Cupola della bomba atomica a Hiroshima (foto mia).

 

Prima dello sgancio della bomba atomica su Hiroshima si conosceva approfonditamente la fisica necessaria per farla esplodere ma quasi niente degli effetti che le radiazioni avrebbero avuto sugli organismi viventi. A Hiroshima si raggiunsero temperature di 4000-6000 °C e morirono 140.000 persone in pochi secondi. Visitare il museo della pace di questa città suscita quindi sensazioni che vanno dalla commozione al terrore, soprattutto perché oggi le bombe potrebbero essere ancora più distruttive di allora e molti Stati ne sono in possesso. Leggere sui cartelli esplicativi del museo le dichiarazioni di pace tra popoli che scongiurano una nuova guerra nucleare e avere buoni propositi non è stato sufficiente a migliorare il mio umore e a farmi nutrire speranze per un futuro migliore. Del resto, per la brutta china che abbiamo preso, sono quasi sicuro che le generazioni future soffriranno e ci malediranno per i cambiamenti climatici irreversibili che stiamo causando. Quando le risorse del pianeta finiranno definitivamente, la miccia nucleare si potrebbe accendere per un motivo apparentemente futile, anche solo per avere accesso ad un bacino di acqua potabile o ad una foresta o un suolo da sfruttare. La consolazione è che però la natura continua sempre e comunque; è stato sempre così e lo sarà sempre, anche senza di noi. E ora vediamo perché.

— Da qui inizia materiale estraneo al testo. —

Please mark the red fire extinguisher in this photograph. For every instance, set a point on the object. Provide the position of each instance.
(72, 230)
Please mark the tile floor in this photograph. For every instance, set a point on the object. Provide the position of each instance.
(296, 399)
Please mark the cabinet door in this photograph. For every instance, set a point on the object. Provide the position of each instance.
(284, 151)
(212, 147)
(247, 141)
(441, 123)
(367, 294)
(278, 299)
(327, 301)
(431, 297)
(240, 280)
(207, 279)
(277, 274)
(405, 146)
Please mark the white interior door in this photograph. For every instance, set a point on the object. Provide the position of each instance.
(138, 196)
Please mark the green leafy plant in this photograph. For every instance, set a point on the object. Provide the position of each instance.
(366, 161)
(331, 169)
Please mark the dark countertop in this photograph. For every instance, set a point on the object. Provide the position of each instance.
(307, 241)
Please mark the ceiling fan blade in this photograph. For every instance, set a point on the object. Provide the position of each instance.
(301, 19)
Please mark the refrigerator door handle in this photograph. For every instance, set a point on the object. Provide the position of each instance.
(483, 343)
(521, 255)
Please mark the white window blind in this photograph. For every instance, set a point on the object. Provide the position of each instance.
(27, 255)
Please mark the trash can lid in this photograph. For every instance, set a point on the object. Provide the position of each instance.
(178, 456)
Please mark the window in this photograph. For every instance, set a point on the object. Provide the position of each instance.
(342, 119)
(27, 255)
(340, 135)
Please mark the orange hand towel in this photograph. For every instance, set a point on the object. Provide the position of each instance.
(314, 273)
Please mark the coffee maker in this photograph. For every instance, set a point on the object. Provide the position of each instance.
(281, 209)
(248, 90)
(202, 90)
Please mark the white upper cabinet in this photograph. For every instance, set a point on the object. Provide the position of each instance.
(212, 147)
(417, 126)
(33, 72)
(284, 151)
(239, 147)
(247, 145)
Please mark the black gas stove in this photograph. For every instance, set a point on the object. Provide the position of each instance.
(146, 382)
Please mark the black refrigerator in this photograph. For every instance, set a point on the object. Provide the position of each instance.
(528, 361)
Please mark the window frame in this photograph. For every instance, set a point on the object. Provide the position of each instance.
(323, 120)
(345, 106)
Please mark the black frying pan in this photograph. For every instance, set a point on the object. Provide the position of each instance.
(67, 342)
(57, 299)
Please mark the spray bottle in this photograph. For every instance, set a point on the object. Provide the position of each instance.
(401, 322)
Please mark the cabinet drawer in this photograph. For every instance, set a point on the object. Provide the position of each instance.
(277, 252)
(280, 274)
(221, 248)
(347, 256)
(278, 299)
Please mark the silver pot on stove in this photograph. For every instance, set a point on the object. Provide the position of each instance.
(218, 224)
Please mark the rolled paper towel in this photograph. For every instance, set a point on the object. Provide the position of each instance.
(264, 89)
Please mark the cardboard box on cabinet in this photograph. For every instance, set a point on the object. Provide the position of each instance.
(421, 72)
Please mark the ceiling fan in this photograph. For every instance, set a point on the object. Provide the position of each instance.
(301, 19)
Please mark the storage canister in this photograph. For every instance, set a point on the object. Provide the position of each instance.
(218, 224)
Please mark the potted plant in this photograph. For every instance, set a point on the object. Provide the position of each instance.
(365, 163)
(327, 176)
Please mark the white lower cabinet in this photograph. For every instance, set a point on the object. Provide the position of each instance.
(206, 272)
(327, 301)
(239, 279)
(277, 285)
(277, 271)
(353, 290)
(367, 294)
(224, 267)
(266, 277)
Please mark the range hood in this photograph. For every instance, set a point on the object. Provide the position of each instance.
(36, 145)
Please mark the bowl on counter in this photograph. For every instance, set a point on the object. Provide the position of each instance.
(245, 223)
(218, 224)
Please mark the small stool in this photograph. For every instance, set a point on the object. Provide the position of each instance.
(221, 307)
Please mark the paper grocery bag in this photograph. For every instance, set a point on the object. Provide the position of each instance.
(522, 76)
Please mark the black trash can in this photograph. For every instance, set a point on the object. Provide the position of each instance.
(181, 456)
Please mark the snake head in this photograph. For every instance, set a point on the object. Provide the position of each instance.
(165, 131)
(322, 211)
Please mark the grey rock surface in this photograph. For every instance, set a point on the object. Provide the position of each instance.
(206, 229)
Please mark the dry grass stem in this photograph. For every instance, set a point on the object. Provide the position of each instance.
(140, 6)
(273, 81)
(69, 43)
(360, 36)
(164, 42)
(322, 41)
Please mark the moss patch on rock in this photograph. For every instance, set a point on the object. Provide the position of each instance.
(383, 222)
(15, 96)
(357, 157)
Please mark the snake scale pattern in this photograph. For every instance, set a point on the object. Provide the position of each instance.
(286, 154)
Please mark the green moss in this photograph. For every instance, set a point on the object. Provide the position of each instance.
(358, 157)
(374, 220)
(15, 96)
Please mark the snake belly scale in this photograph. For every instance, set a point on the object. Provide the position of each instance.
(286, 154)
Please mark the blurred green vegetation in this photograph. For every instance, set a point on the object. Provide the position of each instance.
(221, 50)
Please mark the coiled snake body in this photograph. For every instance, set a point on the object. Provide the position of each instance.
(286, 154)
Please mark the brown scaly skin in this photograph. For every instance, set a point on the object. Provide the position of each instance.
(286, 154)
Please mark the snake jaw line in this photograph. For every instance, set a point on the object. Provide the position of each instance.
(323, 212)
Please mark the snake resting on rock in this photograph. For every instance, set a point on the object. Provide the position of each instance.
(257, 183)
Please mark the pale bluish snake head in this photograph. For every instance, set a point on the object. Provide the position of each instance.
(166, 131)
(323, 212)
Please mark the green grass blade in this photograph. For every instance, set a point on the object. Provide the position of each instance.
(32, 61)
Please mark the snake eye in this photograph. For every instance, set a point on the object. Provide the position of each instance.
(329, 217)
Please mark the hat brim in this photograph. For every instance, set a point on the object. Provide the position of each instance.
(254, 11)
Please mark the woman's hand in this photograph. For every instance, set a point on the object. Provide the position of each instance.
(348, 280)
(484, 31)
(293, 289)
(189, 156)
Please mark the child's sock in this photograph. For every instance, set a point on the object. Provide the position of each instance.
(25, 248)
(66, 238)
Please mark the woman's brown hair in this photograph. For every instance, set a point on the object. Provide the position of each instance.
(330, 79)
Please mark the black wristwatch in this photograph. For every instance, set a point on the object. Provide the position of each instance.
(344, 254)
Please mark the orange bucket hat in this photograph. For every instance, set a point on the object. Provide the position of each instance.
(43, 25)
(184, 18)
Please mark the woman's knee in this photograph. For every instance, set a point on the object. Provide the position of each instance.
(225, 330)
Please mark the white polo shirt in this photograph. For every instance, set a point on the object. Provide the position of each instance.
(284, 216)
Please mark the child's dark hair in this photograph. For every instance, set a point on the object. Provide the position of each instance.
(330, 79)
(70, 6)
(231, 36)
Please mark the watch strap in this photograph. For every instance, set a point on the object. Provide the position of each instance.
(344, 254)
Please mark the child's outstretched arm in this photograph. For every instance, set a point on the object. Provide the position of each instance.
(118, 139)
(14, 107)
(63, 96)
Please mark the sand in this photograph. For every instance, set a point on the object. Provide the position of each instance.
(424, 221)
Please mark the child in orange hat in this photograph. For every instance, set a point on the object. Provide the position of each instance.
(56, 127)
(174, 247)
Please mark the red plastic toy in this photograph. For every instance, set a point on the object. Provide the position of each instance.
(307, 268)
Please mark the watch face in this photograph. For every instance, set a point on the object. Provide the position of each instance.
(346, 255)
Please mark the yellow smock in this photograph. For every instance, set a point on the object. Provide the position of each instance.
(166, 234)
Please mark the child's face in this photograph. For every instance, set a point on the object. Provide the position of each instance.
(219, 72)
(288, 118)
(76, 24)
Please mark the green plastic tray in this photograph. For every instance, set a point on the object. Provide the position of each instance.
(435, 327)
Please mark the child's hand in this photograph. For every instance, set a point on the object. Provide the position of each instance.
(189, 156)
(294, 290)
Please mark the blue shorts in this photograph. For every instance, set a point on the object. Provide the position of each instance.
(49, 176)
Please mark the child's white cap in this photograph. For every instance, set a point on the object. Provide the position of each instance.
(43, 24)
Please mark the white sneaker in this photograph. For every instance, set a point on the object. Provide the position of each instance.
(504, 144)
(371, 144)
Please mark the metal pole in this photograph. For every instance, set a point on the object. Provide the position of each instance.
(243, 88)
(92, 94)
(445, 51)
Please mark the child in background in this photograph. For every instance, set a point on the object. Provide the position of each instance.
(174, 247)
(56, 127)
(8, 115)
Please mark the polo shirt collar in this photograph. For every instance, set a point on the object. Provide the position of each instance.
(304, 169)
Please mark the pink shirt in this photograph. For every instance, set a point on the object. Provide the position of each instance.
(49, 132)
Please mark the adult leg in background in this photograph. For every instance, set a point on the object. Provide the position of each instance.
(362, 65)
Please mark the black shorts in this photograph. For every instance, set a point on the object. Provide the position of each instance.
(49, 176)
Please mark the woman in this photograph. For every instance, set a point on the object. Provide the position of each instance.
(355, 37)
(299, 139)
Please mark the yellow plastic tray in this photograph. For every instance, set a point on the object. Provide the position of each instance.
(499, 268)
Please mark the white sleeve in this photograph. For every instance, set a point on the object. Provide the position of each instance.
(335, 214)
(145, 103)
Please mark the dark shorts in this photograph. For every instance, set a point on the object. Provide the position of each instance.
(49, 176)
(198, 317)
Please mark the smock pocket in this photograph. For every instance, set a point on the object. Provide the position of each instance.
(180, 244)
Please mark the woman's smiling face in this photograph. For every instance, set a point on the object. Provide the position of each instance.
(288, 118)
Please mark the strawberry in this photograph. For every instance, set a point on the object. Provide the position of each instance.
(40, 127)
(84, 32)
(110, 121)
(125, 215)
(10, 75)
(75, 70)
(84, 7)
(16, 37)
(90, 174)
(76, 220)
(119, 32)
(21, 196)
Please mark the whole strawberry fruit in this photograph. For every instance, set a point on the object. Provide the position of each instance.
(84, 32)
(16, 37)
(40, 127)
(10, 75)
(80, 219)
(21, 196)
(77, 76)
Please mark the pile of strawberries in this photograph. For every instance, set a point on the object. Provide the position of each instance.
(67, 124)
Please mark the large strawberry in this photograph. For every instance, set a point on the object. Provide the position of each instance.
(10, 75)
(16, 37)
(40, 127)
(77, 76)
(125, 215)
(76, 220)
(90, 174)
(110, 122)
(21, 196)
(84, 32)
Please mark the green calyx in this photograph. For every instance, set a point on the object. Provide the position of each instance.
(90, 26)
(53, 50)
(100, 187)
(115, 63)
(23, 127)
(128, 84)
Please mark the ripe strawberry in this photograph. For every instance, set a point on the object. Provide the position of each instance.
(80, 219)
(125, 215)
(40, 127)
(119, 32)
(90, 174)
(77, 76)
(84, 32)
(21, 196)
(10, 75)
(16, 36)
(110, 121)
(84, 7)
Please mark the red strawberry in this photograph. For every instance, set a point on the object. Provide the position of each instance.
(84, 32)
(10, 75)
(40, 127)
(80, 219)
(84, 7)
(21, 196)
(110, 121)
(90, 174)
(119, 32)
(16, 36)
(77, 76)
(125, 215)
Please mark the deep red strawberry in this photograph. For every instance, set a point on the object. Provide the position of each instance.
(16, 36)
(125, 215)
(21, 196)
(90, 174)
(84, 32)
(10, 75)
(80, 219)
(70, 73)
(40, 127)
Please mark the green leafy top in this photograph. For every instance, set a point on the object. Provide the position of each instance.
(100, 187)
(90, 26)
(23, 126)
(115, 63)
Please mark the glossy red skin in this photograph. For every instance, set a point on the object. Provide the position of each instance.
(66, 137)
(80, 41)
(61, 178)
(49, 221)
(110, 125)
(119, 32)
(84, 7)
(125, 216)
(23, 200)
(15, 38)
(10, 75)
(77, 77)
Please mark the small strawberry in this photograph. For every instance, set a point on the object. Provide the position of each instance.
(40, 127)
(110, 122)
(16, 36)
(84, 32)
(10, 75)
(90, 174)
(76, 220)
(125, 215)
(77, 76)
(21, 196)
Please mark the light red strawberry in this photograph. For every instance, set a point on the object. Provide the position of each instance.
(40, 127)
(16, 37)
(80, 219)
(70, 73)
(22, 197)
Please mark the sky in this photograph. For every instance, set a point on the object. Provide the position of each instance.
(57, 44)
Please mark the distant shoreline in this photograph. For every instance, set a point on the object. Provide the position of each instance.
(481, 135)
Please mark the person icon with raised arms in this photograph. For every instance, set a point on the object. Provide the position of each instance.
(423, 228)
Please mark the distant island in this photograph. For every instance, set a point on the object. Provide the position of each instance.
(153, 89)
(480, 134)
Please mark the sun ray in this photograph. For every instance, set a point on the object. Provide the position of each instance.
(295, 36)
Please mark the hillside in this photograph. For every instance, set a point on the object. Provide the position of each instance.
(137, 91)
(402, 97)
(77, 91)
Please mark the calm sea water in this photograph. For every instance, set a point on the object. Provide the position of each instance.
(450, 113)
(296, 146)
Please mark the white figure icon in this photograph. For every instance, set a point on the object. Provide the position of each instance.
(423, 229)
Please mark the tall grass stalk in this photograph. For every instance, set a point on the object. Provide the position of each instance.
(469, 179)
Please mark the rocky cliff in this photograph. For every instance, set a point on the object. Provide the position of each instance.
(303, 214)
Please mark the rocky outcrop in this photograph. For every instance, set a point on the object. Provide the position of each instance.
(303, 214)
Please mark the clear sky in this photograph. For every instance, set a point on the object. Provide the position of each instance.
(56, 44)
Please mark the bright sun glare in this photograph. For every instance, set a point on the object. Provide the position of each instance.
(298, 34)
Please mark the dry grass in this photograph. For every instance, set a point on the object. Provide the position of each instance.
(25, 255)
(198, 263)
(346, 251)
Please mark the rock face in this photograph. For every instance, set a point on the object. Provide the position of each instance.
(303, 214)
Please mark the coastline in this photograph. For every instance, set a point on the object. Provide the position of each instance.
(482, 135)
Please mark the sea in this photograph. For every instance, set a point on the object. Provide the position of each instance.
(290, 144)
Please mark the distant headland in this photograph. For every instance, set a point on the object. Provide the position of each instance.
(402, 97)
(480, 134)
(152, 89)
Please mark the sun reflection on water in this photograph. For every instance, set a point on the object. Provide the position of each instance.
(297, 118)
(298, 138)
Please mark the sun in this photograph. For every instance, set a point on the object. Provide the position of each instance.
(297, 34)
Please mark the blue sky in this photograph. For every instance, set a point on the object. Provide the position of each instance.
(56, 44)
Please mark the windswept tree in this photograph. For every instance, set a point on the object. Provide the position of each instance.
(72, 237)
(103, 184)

Tempo fa, durante una visita ai Giardini di Pomona, un conservatorio botanico meraviglioso tra Martina Franca e Cisternino, mi colpì molto un albero di kaki al centro di un cerchio di lavanda. Mi fu spiegato che il 9 agosto 1945 Nagasaki veniva bombardata e sembrava che qualunque forma di vita fosse stata annientata. Sotto le macerie, invece, ci si accorse che erano sopravvissute alcune piante, tra cui alcuni alberi di kaki, anche se piuttosto malconci. Uno di questi, molto indebolito, ritornò in buona salute dopo essere stato curato dal botanico Masayuki Ebinuma. L’albero apparteneva alla varietà “Tongo”, comune nella zona di Nagasaki. Dai suoi frutti si sono ottenuti alcuni semi, da cui sono poi nate le pianticelle di seconda generazione. Nel 1994, Ebinuma ha iniziato ad affidare le pianticelle ai bambini in visita alla città, chiedendo loro di farle crescere perché diventassero simboli di pace. Nell’agosto 1995, grazie al contributo dell’artista Tatsuo Miyajima, nasceva il progetto “Revive time” kakitreeproject.com. Oggi, i kaki di seconda generazione sono stati piantati in tutto il mondo proprio a testimonianza della forza della vita e della capacità di rinascere.

 

Kaki di seconda generazione – Orto di Pomona, Cisternino (BR) (foto mia).

 

Ebinuma, da botanico e profondo osservatore, aveva intuito il potere rigenerativo delle piante che, proprio per la loro struttura modulare e non centralizzata, nonché per le la loro poliploidia (nelle loro cellule hanno solitamente più copie di DNA delle nostre – come se avessero più “ruote di scorta genetiche”), sono più plastiche e rapide nel recuperare i danni da radiazioni. L’intuizione di Ebinuma è diventata realtà quando, dopo il disastro di Chernobyl del 1986, si pensava che la vita degli organismi della zona, inclusa quella delle piante, sarebbe stata irrimediabilmente compromessa. Ebbene, a distanza di più di 30 anni, la foresta di pini e betulle si è invece sorprendentemente ripresa, nonostante le inevitabili mutazioni genetiche. Anche gli animali, più mobili e meno stanziali dell’uomo, e soprattutto non soggetti agli effetti psicologici e sociali devastanti che hanno provato i reduci di Pripyat (o peggio ancora quelli di Hiroshima), oggi prosperano in aree che saranno radioattive ancora per migliaia di anni. Altra vittima illustre dei test nucleari fu l’atollo di Bikini, tanto bello e famoso quando inavvicinabile a causa degli alti livelli i radioattività. Anche qui le piante, dopo aver subito notevoli danni a livello citogenetico, hanno ricolonizzato tutti gli areali da cui erano scomparse. Purtroppo l’atollo ha i giorni contati per l’innalzamento del livello del mare dovuto al riscaldamento globale.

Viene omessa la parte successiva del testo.